Answer: Thank you. We incorporated the kind reviewer’s suggestion for easier understanding of the results. We added the following suggested statement at the beginning of page 12: “The remaining quantitative results are reported together with the content analysis of the qualitative data so as to provide a narrative of the key findings”.

With regards to Table 2 we included with the revised submission English and Arabic copies of the Questionnaire used in this study as Supporting Information (S1 and S2) to make it clearer for the reader.

With regards to the bivariate analysis, as explained in comment #2 above, we chose ‘knowledge of Baby Friendly hospitals’ as a surrogate for ‘knowledge of BFHI practices’ since we know from our daily practice with mothers that the great majority is unfamiliar with Baby Friendly hospitals and the BFHI practices that are implemented in these hospitals.

We corrected the sentence “In bivariate analysis, maternal knowledge of BFHI practices was significantly associated with university education…” to “In bivariate analysis, maternal knowledge of Baby Friendly hospitals was significantly associated with university education..”. Thank you for alerting us to this error.

Table 3: We corrected “Knowledge of BFHI practices” and changed it to “Knowledge of Baby Friendly Hospitals”. Our rationale for using the question about Knowledge of Baby Friendly Hospitals” in the bivariate analysis is because the few women who knew of such hospitals also knew that they implement BFHI practices, and were aware of the BFHI practices. Hence, instead of reporting multiple bivariate analyses to examine the association between each BFHI practice and all of the other variables, we thought that Knowledge of Baby Friendly Hospitals can serve as a surrogate marker for all the BFHI practices.

10. Discussion: I suggest a further comment on the impact of the obstetrician’s views and the family views. Evidence is provided that shows both to be strongly influential. It would add value if the authors could comment on the possible conflict of differing views by medical staff and family and how a mother may resolve such conflict. Nabulsi et al (2019) describe the importance of combining antenatal breastfeeding education with peer and professional lactation support to improve breastfeeding rates. Perhaps this concept could be expanded in the current paper.

Answer: We added the following paragraph to the Introduction section: “The barriers to the implementation of the BFHI Ten Steps are multifaceted. For example, obstetricians and pediatricians alike tend to easily advise mothers to supplement, or even substitute breastfeeding with artificial milk whenever mothers face any difficulty with breastfeeding. Health care workers in maternity facilities are reluctant to apply the skin-to-skin care immediately after delivery for fear of exposing the baby to cold environments or to accidental fall, as adequate supervision is not always possible. Rooming-in is a challenge because many women prefer to rest after delivery and delegate the care of their newborn to the grand-mother or hospital staff (personal observation), and referral to professional lactation experts or breastfeeding support groups is rarely done. Moreover, women may have several misconceptions regarding breastfeeding initiation and continuation [13,14]”.
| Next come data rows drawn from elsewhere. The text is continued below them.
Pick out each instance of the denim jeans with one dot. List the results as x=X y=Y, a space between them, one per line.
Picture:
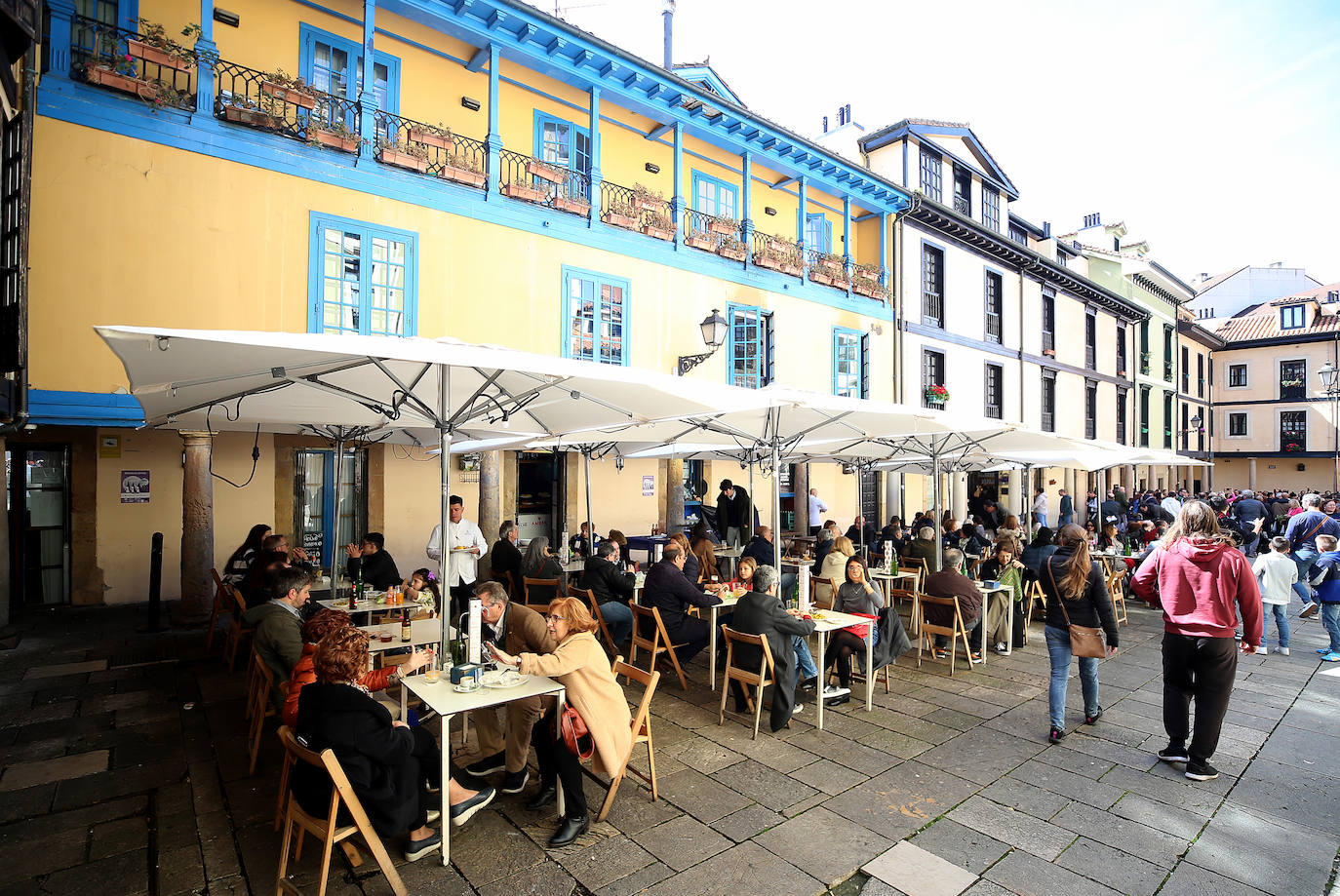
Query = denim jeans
x=1059 y=648
x=1281 y=622
x=618 y=617
x=1331 y=619
x=805 y=659
x=1304 y=558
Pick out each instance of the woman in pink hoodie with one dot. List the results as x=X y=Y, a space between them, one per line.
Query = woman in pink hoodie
x=1197 y=576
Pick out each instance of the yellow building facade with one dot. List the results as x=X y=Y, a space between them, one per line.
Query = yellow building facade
x=477 y=171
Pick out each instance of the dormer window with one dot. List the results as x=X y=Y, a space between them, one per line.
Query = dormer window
x=1293 y=316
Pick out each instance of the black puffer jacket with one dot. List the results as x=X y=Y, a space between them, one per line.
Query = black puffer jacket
x=1092 y=608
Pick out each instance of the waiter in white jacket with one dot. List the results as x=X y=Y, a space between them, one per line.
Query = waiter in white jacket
x=464 y=547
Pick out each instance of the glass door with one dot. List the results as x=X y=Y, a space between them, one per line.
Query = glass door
x=314 y=502
x=39 y=523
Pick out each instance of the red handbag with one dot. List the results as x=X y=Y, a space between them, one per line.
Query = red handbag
x=576 y=735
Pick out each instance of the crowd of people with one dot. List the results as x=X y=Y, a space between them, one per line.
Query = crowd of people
x=1217 y=565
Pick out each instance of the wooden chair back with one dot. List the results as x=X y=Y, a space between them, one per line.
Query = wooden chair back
x=543 y=605
x=649 y=617
x=756 y=680
x=327 y=830
x=236 y=631
x=815 y=601
x=641 y=733
x=954 y=631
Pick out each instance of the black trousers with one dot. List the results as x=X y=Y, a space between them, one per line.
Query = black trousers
x=1201 y=669
x=555 y=760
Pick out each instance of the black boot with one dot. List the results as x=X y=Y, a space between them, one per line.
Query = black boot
x=544 y=798
x=572 y=828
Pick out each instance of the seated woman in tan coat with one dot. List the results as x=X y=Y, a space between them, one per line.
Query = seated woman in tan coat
x=580 y=666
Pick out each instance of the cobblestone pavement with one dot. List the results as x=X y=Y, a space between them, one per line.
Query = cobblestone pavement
x=125 y=771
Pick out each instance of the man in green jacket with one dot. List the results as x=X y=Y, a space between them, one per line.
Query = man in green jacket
x=279 y=623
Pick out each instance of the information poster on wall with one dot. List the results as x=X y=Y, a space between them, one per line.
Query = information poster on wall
x=135 y=487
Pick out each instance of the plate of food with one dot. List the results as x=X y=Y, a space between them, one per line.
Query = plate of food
x=502 y=678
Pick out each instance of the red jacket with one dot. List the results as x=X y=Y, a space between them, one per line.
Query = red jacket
x=303 y=674
x=1197 y=583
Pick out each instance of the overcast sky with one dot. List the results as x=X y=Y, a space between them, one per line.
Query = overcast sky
x=1211 y=129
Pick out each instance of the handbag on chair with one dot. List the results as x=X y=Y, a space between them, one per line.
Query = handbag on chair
x=1084 y=641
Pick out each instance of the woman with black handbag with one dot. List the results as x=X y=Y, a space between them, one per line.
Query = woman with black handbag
x=1077 y=604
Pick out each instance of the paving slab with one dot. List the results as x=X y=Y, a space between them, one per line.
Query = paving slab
x=1260 y=849
x=1016 y=828
x=823 y=845
x=27 y=774
x=960 y=845
x=917 y=872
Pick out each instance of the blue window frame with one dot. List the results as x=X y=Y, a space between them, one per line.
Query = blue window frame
x=364 y=279
x=332 y=63
x=819 y=232
x=713 y=196
x=749 y=347
x=851 y=363
x=595 y=316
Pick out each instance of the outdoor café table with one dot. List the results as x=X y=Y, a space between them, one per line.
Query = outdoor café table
x=1002 y=594
x=443 y=698
x=896 y=576
x=827 y=620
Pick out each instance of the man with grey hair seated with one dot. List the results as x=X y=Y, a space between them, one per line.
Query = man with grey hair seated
x=760 y=612
x=1303 y=532
x=950 y=583
x=924 y=547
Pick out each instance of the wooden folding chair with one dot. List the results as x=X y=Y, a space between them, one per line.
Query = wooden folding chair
x=236 y=633
x=641 y=734
x=1117 y=588
x=763 y=678
x=329 y=828
x=813 y=592
x=221 y=604
x=261 y=709
x=656 y=644
x=599 y=619
x=954 y=633
x=527 y=583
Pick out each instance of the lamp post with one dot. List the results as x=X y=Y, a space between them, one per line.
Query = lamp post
x=1331 y=387
x=713 y=335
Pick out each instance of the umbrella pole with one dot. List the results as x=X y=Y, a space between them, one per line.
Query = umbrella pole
x=335 y=545
x=586 y=469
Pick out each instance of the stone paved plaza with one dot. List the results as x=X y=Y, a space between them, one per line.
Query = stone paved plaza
x=125 y=771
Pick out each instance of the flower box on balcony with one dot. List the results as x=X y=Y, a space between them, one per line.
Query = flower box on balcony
x=620 y=219
x=124 y=83
x=869 y=290
x=573 y=207
x=659 y=233
x=139 y=50
x=545 y=172
x=462 y=175
x=251 y=117
x=401 y=158
x=334 y=140
x=284 y=94
x=523 y=192
x=432 y=136
x=733 y=250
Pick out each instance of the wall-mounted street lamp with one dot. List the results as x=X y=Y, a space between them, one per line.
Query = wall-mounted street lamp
x=713 y=335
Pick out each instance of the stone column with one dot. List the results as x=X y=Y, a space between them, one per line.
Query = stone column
x=800 y=487
x=674 y=495
x=491 y=494
x=197 y=529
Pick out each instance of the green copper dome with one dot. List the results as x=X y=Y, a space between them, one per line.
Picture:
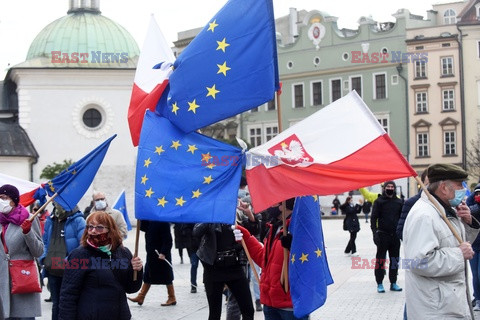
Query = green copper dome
x=83 y=38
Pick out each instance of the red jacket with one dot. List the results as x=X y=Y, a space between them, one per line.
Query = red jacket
x=271 y=261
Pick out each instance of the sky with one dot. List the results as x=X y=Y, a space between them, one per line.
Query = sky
x=22 y=20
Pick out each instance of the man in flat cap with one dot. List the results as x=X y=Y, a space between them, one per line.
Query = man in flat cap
x=435 y=275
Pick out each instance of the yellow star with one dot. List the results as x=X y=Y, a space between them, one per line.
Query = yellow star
x=175 y=144
x=175 y=108
x=212 y=26
x=207 y=180
x=196 y=193
x=162 y=202
x=304 y=257
x=147 y=162
x=193 y=106
x=212 y=92
x=180 y=201
x=192 y=148
x=149 y=192
x=222 y=45
x=222 y=68
x=159 y=150
x=206 y=157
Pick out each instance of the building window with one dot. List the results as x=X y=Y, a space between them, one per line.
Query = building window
x=356 y=84
x=270 y=132
x=421 y=102
x=255 y=136
x=317 y=93
x=336 y=89
x=448 y=100
x=420 y=69
x=422 y=145
x=298 y=96
x=380 y=86
x=447 y=66
x=449 y=17
x=449 y=143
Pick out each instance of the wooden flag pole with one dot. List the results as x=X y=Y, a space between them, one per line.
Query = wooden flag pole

We also added the following paragraph to the Discussion section: “A recent study that explored whether breastfeeding initiation and duration would differ by prenatal care provider reported that women who received counseling from a midwife were more likely to exclusively breastfeed as compared to those who received prenatal care from an obstetrician [19]. Hence, there is a need to involve obstetricians in the efforts to promote breastfeeding very early during pregnancy, as part of routine prenatal care. In fact, the American College of Obstetricians and Gynecologists’ current recommendation is for obstetricians to advocate for, and support breastfeeding when offering prenatal care [20]”.

11. Please state why written consent was not required.

Answer: We requested from our IRB a waiver of written informed consent since the survey was anonymous and no identifying data was to be collected from the participants. The IRB approved the waiver of written informed consent. When participants were approached for enrolment in the study, they were informed about the purpose of the study and the type of information that would be collected. They were provided with a written form that summarized the study’s objective and procedure, as well as their rights as research participants and contacts of the research team and the IRB. Please find attached to this rebuttal a copy of the IRB’s approval letter and a copy of the oral consent form. We added the following paragraph to the Materials and Methods, Design section: “The study protocol was approved by the Institutional Review Board (IRB) of the American University of Beirut. All participants provided verbal informed consent prior to participation in the survey. The IRB waived the requirement for a written informed consent since the survey was anonymous and did not include any identifying data”.

12. It is not clear how the complete data set will be made available to meet the statement: The data will be publicly available for PLOS ONE upon acceptance.

Answer: We uploaded our anonymized data set as Supporting Information File (S3) on PLOS ONE submission system as part of this revision.

13. Table 1 reports median (SD) for some items. I suggest median (IQR) or mean (SD).

Answer: Thank you. (SD) was replaced with (IQR) for medians.

14. Line 23 Introduction: I suggest changing the term designated as Baby Friendly to accredited as Baby Friendly – unless there is a reason for using the term designated.

Answer: The term ‘designated’ was replaced by ‘accredited’ in all the manuscript.

15. Line 25 Aim: I suggest a rearrangement of the aim to improve understanding. The aim stated in the manuscript lines 116-117 is structured more appropriately. Please consider using this to replace the current aim in the abstract.

Answer: The Aim in the Abstract was changed as suggested. It now reads as follows: “To assess the knowledge of Lebanese pregnant women of BFHI steps, and to explore their attitudes towards Baby Friendly Hospitals, and acceptance of Skin-to-Skin Contact and Kangaroo Care practices”.

16. Abstract Results: minor grammatical errors.

Answer: The grammatical errors in the Abstract Results were corrected.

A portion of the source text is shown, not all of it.